"Gelinlik halloldu mu ?" Heyecanla bana bakan Yaren ablaya gülümsedim.

"Hallettik. Zor olmadı sandığım kadar."

"Evet, halloldu. Ben göremedim ama! İnşallah hallolmuştur gerçekten." Sitemle konuşan Aliye ben hariç herkes gülmüştü. Deli adam, o gün 2 dakikada bir mesaj atmıştı. Önü çok açık olmasın diye.

"Ay, Ali. Kızın düğünü, bari şu günde şöyle şeyler yapmayın." Ağzın bal yesin Sevgi abla.

"Yani.. ben bir şey demiyorum ki, hemen kadın dayanışması moduna girme! Az dikkat etsin dedim sadece.."

"Aman aman sus! Hem bak Ebrar balına da gelinlik aldık dayısı." Ebrar el çırptı.

"Gözümün görüp göreceği en güzel gelin olacak yani." Sevgiyle yanağını okşadı, saçlarına öpücük kondurdu. "Sonra götü bezli oğlanları peşine takıp beni katil edeceksin, öyle mi dayım ?"

Gözlerimi devirdim. Ebrar kafa salladı. Kahkaha attık.

"Seni vereceğimi mi sandın ?" Ebrar tekrar kafa salladı. Ciddi ciddi bunu dert edinip kaşları çatılan Aliye pes dedim, içimden. "Boşuna kafa sallama ! Vermem ki."

"Ali, boğdun çocuğu." Ebrar'ı sıkı sıkı kollarını dolayan adama hayretle baktım. Boğacaktı çocuğu. Yüzünü asıp omuz silkti, kollarını daha da sıkılaştırdı.
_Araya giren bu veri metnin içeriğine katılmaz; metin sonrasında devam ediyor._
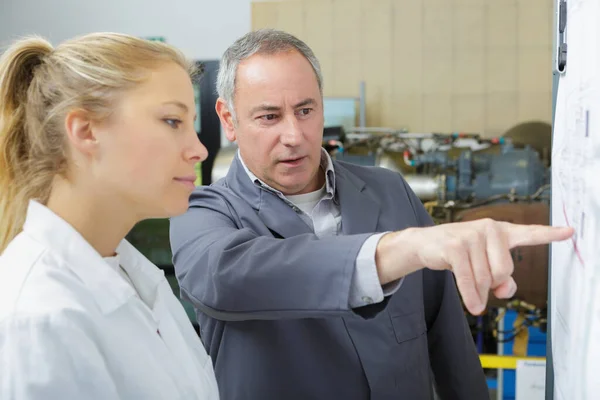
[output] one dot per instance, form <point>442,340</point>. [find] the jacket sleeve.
<point>235,274</point>
<point>456,367</point>
<point>43,359</point>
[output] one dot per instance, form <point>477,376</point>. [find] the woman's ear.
<point>78,126</point>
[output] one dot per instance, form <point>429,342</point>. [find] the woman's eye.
<point>173,123</point>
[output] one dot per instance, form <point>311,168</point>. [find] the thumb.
<point>506,289</point>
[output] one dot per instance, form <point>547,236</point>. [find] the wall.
<point>429,65</point>
<point>201,28</point>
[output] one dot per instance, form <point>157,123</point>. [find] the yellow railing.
<point>493,361</point>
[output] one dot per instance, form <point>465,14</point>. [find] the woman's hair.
<point>39,85</point>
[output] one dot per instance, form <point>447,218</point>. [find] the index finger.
<point>532,235</point>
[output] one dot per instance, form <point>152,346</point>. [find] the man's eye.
<point>173,123</point>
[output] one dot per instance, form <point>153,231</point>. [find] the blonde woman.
<point>95,135</point>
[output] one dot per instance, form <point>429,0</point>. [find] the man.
<point>308,274</point>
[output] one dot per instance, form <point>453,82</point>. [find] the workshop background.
<point>455,95</point>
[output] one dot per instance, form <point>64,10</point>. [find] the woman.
<point>95,135</point>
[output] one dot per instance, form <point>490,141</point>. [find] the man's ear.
<point>226,119</point>
<point>80,134</point>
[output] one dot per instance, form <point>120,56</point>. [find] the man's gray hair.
<point>262,41</point>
"Buda böyle işte, sevince boğuyor." Sevgi abla söylendi. "Kendi kızı olsa, düşünemiyorum ben bunu ya."

"Öyle çok boğmasın ben de onu boğazlamak zorunda kalmayayım, sonra." Abim çatık kaşlarıyla Aliye göz dağı verdi. Abim benim be!

"Yalnız sizin bebişlerde ne güzel olur he." Tebessümle bir bana bir Aliye bakan Yaren abla abimin öksürüğüyle kendine geldi.
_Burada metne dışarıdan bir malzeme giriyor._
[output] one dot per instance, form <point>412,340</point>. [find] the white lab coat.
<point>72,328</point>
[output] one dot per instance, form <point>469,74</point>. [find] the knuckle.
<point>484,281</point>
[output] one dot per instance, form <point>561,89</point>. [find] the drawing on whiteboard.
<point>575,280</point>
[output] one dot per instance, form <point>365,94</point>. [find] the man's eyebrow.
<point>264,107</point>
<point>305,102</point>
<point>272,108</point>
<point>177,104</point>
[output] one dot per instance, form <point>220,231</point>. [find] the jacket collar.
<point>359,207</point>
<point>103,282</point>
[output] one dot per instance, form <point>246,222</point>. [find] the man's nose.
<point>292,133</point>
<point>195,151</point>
Ali pek umursamışa benzemiyordu bu uyarıyı. Gözleri heyecanla beni buldu, karnıma düştü elaları, oyalandı. Dudakları kıvrıldı. Sanırım hayal etti, bir an için. Kucağında Ebrar değil de bizim kızımızı hayal ettim ya da karnımda. Ne güzel bir baba olurdu kim bilir. Yanaklarım kızardı. Elbet anne olmak istiyordum fakat çok sonra.

Gözleri şefkatin binbir tonunu taşıyordu karnımı izlerken.. gözlerini seviyordum.. Yalansızdı, bir cam gibiydi ruhuna ayna tutan.

"Biz artık kalkalım. Ben Yareni bırakayım. Evden sıkıntı çıkmasın." Abimle birlikte ayaklandık.

"Ahu'yu ben bırakırım." Artık sormuyordu, söylüyordu. Buda sanırım 1 hafta sonra evleneceğimiz içindi.

"Tamam." Abimde sanki bunun farkındaymış gibi itiraz etmiyor, onay veriyordu. Garip geliyordu, buruk bir tad bırakıyordu yüreğimde.

Evden hep beraber çıktık. Abim Sevgi ablayı ve Yaren ablayı bırakacaktı.

"Balkonunun camını açık bırakma, kapını da iyi kitle. Ben girebildiysem uğraşan haydi haydi girer."

"Zaten o gün çok şükür ki bir sorun çıkmadı." Sinirle soludum.

"Zaten gelmeyeceğim artık. Dayanamam ki," dişleriyle ezdiği dudağına hapsetti gülümsemesini. "Yoksa o gecelikleri bir ön denemeye almamam mümkün değil."

Beni mi utandırmaya çalışıyordu yoksa cidden artık dayanamıyor muydu ? Gülen yüzüyle şaka gibi gelse de, gözlerindeki pırıltılar tenimi dağlıyordu.